The U.K.: The British have been Sukarno’s main propaganda target since early in the dispute and have, of course, borne the brunt of the guerrilla fighting. Although not willing to foreclose entirely the possibility of a negotiated settlement, they have been particularly skeptical of Sukarno’s intentions and have advocated a generally stiff line with him.

The British have frequently used their influence with the Tunku to urge moderation in his public statements, with mixed results. They have, however, been sensitive to any hint that they use their increasingly limited leverage in Kuala Lumpur to press for substantive Malaysian concessions in the interest of a settlement. In general, the British position has been a rather rigid one. While understandable under the circumstances, this position at times has unquestionably exacerbated the situation.

Butler’s visit to Manila at the beginning of May, however, seems to have been accompanied by a noticeable shift toward greater flexibility, at least in Britain’s public position. Butler endorsed the concept of an “Asian solution”, actively encouraged Macapagal’s initiative, and even indicated publicly—as far as we are aware, for the first time—that the U.K. has no objection to Maphilindo. On the other hand, shortly [Page 109]before the visit the British government authorized several new retaliatory measures against the guerrillas in Borneo, including limited hot pursuit into Indonesia. We are informed that these will begin after May 15.

The United Nations: There remains the question of a possible UN role in the dispute. Although the Secretary General’s formal involvement ended with his report of the UN ascertainment in September 1963, he has continued periodically to express his interest in developments and has recently indicated his willingness to provide good offices. Apart from the Secretary General, there has been a rather unclear series of exchanges between the British and the Malaysians over the possibility of bringing the matter to the Security Council.
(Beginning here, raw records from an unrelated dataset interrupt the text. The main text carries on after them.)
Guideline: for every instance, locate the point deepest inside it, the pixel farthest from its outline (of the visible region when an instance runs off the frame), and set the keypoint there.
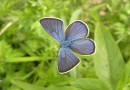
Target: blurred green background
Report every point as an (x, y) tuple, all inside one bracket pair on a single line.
[(28, 55)]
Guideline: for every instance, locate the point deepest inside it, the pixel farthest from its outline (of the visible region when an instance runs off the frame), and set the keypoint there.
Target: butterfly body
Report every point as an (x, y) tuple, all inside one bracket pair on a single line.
[(72, 41)]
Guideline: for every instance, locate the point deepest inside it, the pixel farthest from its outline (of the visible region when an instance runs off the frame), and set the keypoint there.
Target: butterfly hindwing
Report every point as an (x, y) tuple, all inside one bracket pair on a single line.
[(54, 27), (76, 30), (66, 60), (83, 46)]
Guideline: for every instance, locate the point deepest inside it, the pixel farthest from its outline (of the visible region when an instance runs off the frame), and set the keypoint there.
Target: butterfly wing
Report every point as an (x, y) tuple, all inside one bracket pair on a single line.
[(76, 30), (66, 60), (83, 46), (54, 27)]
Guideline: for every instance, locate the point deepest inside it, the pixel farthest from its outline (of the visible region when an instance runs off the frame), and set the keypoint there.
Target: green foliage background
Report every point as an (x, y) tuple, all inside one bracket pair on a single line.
[(28, 55)]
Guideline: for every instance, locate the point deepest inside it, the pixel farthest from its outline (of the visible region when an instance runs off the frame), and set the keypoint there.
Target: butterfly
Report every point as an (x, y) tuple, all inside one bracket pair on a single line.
[(72, 41)]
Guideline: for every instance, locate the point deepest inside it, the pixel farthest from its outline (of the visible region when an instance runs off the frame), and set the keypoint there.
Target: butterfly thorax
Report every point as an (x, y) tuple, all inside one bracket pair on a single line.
[(67, 43)]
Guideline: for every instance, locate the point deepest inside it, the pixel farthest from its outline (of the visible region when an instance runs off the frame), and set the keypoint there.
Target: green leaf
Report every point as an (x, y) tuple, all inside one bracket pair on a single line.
[(125, 77), (62, 88), (90, 84), (26, 86), (108, 62)]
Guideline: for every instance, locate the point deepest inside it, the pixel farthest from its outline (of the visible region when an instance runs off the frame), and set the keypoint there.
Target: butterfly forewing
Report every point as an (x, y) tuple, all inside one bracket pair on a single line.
[(66, 60), (83, 46), (54, 27), (76, 30)]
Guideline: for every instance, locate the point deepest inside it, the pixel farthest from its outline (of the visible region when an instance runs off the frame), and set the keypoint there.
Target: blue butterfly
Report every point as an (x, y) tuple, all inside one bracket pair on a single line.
[(73, 40)]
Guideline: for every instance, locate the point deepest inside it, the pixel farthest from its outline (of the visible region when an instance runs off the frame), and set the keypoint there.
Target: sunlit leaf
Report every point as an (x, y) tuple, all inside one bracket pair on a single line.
[(108, 62)]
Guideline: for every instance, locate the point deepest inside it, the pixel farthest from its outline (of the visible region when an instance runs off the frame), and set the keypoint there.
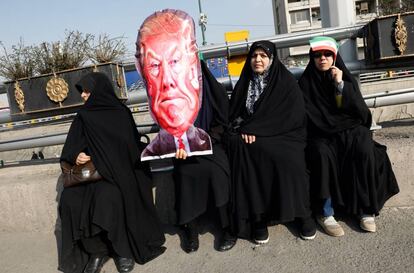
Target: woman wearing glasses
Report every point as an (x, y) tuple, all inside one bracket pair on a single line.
[(348, 170)]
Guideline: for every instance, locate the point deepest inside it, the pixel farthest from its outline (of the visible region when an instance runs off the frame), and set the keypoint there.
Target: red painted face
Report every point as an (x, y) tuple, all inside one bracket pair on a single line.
[(172, 75)]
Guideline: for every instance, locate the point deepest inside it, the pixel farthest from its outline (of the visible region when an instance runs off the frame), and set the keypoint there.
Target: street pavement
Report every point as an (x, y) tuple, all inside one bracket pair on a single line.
[(391, 249)]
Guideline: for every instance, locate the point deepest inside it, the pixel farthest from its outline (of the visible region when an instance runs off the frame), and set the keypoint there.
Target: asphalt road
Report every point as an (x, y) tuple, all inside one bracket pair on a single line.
[(389, 250)]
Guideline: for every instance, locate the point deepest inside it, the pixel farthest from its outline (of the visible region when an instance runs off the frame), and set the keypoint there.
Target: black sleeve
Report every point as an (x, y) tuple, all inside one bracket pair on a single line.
[(354, 104), (75, 142)]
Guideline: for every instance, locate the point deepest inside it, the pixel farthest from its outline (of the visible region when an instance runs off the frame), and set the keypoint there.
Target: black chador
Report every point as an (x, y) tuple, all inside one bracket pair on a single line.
[(345, 163), (269, 178), (119, 208)]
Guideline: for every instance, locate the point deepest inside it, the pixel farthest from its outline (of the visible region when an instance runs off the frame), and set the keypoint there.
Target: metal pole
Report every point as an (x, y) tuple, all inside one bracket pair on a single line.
[(202, 22)]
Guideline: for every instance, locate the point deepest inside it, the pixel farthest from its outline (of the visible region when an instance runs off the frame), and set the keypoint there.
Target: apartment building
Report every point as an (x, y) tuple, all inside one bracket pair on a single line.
[(304, 15)]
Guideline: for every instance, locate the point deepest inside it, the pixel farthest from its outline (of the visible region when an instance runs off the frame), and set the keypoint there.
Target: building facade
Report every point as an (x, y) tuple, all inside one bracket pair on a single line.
[(304, 15)]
The British have told us that they believe an approach to the UN should, for the present, be limited to the submission of Malaysia’s case by letter to the Security Council President for information and distribution to members. There are, however, some indications that the British may have gone beyond this at one time by suggesting that the Malaysians seek Security Council action. Our latest information is that both sides are now agreed on an informational letter to the Security Council President and that the text is now being drafted.

We have engaged in informal contingency discussions in New York with the British, Australians and New Zealanders over a possible approach to the Security Council should the situation require it. The consensus has been, however, that the time for resort to the Security Council has not yet arrived.

Conclusion

At the moment, prospects for a summit meeting within the next month or less, perhaps preceded by lower-level talks, seem fairly bright. It is still an open question whether a summit can produce a formula for settlement acceptable to both sides, and indeed whether Sukarno really wants a settlement. Proposals which might lead to a settlement, however, are beginning to emerge (i.e., Afro-Asian mediation). In addition, the very act of attending a summit meeting has on past occasions instilled in the principals a greater flexibility than they normally display.
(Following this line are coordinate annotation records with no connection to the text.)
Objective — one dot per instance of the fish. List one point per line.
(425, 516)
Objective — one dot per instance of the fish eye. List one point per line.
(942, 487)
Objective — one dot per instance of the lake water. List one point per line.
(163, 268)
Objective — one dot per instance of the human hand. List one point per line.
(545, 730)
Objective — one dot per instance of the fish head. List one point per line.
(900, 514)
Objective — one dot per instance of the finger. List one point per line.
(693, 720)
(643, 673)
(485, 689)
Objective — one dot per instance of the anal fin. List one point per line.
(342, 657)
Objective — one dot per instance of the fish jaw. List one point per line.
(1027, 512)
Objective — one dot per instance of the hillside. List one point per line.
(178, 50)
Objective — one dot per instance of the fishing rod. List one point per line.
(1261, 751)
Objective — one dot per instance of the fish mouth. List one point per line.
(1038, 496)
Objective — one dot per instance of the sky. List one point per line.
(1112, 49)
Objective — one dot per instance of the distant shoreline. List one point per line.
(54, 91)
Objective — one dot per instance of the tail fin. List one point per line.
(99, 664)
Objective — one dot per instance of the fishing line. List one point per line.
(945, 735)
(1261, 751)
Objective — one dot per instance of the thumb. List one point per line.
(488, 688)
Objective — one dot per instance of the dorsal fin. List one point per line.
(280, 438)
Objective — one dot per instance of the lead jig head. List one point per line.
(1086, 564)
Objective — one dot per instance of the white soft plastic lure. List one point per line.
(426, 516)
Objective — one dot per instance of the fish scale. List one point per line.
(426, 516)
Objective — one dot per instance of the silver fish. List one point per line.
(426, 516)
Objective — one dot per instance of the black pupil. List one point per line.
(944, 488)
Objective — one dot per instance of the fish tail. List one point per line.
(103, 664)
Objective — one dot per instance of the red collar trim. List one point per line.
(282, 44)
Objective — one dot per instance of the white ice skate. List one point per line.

The dispute unquestionably remains a most serious one, and chances for a peaceful resolution are still very much in doubt. There does appear to be some promise in the situation, however. As long as it persists, our interests would seem to require that we continue our efforts to encourage current moves to convene a summit meeting.
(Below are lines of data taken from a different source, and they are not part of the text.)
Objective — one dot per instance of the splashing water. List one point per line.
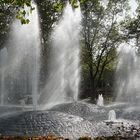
(100, 101)
(63, 82)
(21, 70)
(128, 75)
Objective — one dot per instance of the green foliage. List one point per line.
(19, 6)
(58, 6)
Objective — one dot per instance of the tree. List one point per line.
(101, 37)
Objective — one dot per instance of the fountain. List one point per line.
(3, 61)
(63, 81)
(21, 68)
(100, 101)
(112, 115)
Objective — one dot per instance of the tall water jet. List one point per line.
(100, 101)
(23, 63)
(63, 82)
(128, 74)
(3, 61)
(112, 115)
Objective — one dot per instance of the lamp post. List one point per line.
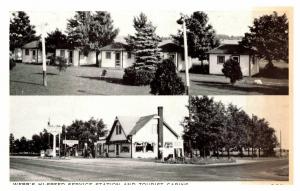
(66, 142)
(183, 23)
(42, 26)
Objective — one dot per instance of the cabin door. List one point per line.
(117, 149)
(71, 57)
(118, 59)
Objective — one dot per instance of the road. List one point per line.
(26, 169)
(26, 79)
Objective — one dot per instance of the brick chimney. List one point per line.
(160, 130)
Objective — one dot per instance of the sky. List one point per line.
(29, 115)
(224, 22)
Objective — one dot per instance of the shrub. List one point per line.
(199, 69)
(138, 76)
(232, 70)
(166, 81)
(104, 72)
(61, 63)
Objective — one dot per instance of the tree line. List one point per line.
(214, 129)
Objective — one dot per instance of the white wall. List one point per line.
(108, 63)
(87, 60)
(67, 54)
(254, 65)
(117, 137)
(215, 68)
(111, 63)
(128, 61)
(29, 58)
(179, 59)
(147, 134)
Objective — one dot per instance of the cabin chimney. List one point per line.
(160, 131)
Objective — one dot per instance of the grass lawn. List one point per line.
(27, 80)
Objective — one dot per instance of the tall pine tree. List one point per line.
(269, 36)
(201, 36)
(20, 30)
(144, 43)
(91, 31)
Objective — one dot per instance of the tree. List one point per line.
(202, 127)
(232, 70)
(201, 36)
(56, 39)
(269, 36)
(20, 30)
(11, 143)
(144, 43)
(166, 80)
(91, 31)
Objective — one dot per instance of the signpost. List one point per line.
(54, 130)
(44, 53)
(70, 142)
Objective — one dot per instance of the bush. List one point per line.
(138, 76)
(199, 69)
(104, 72)
(61, 63)
(232, 70)
(166, 81)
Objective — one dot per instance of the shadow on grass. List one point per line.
(267, 90)
(274, 73)
(31, 83)
(50, 74)
(106, 79)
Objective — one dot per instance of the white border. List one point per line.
(130, 5)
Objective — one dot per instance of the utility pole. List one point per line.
(280, 151)
(44, 54)
(187, 79)
(186, 60)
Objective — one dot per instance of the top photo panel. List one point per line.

  1. Source: Johnson Library, National Security File, Country File, Indonesia, Vol. II, Cables and Memos, 6/64–8/64, [2 of 2]. Secret. No drafting information appears on the memorandum, but a covering memorandum to another copy indicates that the paper had “internal State and AID clearances” and Harriman and Bell approved its transmittal to the White House. (National Archives and Records Administration, RG 59, Central Files 1964–66, POL 32–1 INDON–MALAYSIA)
  2. Discussion of Indonesia at the NSC meeting of May 15 was canceled; see Foreign Relations, 1964–1968, vol. I, Document 156.